Bergman: The Silence (Tystnaden).1963

Miami Beach Cinematheque. September 21st, 2007. 8:30 p.m.

Miami Beach CinemathequeThe Silence (Tystnaden), featuring Ingrid Thulin, Gunnel Lindblom and Jörgen Lindström, is the last film in Bergman’s Faith Trilogy, comprised also of Through A Glass Darkly and Winter Light. The Silence focuses on the inability to communicate with both human or heavenly presences, and desires of the physical rather than spiritual. In his lifetime wrestle with religion and human emotion, Bergman was at the pinnacle of his very personal experimental voyage in the 1960’s, creating one of the most searing, controversial, and mysterious portraits of his career.

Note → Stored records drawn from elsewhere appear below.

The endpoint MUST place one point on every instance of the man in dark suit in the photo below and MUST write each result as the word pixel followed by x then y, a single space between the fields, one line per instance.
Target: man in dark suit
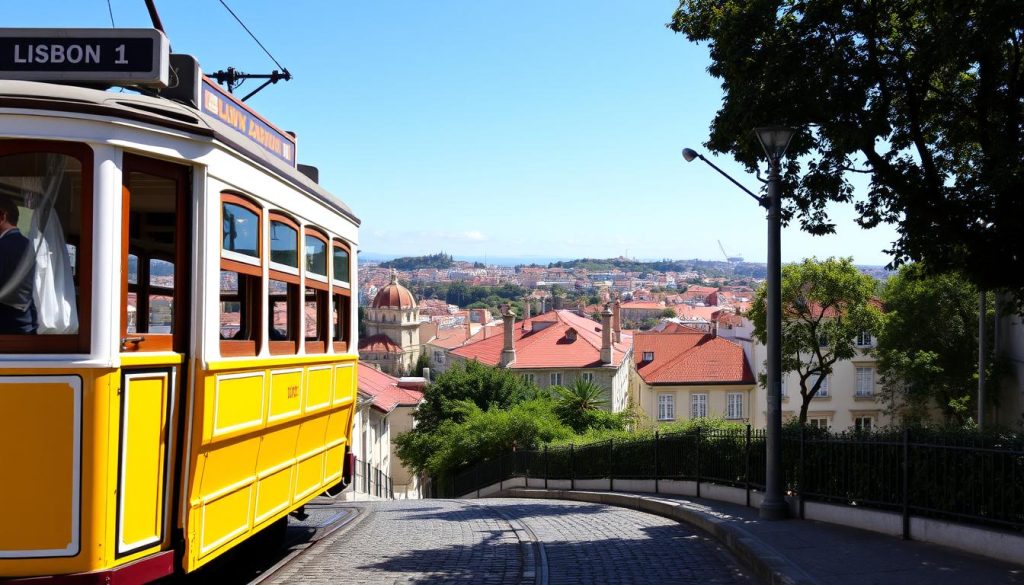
pixel 17 270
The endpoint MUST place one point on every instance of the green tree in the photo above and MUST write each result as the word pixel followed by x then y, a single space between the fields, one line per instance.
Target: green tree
pixel 925 97
pixel 928 344
pixel 824 306
pixel 581 407
pixel 476 434
pixel 483 385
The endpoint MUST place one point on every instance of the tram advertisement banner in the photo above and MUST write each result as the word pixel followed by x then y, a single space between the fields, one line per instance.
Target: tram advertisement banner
pixel 225 108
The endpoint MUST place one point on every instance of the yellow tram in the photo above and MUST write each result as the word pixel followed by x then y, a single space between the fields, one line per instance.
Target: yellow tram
pixel 177 341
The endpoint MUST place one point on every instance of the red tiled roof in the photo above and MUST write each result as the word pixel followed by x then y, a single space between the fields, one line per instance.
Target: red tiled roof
pixel 687 311
pixel 642 304
pixel 379 342
pixel 450 338
pixel 688 356
pixel 548 347
pixel 384 389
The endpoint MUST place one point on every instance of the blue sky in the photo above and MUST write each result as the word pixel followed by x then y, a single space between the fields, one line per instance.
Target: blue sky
pixel 477 127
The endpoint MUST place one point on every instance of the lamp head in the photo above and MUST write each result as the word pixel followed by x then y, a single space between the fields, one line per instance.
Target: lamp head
pixel 774 139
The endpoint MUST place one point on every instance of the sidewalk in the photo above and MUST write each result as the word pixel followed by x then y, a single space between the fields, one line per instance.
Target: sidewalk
pixel 807 552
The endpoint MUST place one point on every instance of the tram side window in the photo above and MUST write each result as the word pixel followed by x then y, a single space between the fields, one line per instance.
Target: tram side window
pixel 241 277
pixel 342 294
pixel 239 304
pixel 281 318
pixel 44 203
pixel 283 302
pixel 314 308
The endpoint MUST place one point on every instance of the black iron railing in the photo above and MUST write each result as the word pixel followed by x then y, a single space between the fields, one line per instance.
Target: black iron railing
pixel 373 481
pixel 965 478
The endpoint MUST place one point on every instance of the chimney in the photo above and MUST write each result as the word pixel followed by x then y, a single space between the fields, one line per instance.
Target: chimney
pixel 616 321
pixel 508 350
pixel 606 335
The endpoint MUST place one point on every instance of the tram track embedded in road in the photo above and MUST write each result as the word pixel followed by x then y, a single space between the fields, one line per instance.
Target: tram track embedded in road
pixel 535 566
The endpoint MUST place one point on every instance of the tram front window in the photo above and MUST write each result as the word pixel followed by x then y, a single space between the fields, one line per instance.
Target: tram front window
pixel 40 230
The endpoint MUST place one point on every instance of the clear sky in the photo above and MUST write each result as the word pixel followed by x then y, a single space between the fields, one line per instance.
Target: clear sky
pixel 548 128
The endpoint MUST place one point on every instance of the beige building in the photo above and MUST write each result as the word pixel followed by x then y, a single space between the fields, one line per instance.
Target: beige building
pixel 556 348
pixel 848 400
pixel 681 373
pixel 384 411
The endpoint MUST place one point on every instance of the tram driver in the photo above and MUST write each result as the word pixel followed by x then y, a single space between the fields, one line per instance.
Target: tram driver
pixel 17 269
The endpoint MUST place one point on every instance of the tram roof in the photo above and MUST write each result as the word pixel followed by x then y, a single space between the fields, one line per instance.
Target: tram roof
pixel 159 111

In The Silence, two sisters, Ester the older, Anna the younger, and Anna's son are traveling on a train into a foreign city whose language they do not understand. Ester is not well. They stay in an arid hotel. Ester is trying to hold on, almost sexually, to her sister. Her sister, however, goes out. In the theatre she sees a couple making love in a nearby box. She picks up a man herself and returns to the hotel.

The little boy wanders through the empty halls of the hotel. There is a company of dwarfs, and they take him to their room and dress him as a woman. He plays with the kind old porter who becomes lost in his own memories. He hears Ester confront Anna with the man in her room.

Tanks roll through the city streets. Ester is dying. Several times she thinks she has died. She thinks her sister has left. But her sister comes back for a last dialogue in which Ester tells her why she hates heterosexual relations. She gives Anna's son a paper on which are written some translations of the strange language. They leave. Ester will die now.